从 `ByteString` 中获取一个 `Char`

Question

有没有办法在 O(1) 时间内在 ByteString 中获得第一个 UTF-8 Char？我正在寻找类似

的内容

headUtf8 :: ByteString -> Char
tailUtf8 :: ByteString -> ByteString

我还没有被限制使用严格或惰性 ByteString，但我更喜欢严格。对于懒惰的 ByteString，我可以通过 Text 拼凑一些东西，但我不确定这是多么有效（尤其是 space-复杂性）。

import qualified Data.Text.Lazy as T
import Data.Text.Lazy.Encoding (decodeUtf8With, encodeUtf8)
import Data.Text.Encoding.Error (lenientDecode)
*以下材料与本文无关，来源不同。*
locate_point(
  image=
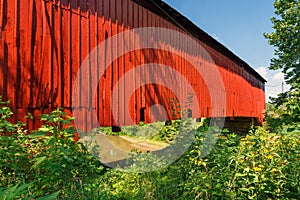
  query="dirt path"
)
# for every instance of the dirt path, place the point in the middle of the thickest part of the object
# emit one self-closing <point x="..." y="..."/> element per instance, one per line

headUtf8 :: ByteString -> Char
headUtf8 = T.head . decodeUtf8With lenientDecode

tailUtf8 :: ByteString -> ByteString
tailUtf8 = encodeUtf8 . T.tail . decodeUtf8With lenientDecode

万一有人感兴趣，这个问题是在使用Alex制作支持UTF-8字符的词法分析器时出现的¹.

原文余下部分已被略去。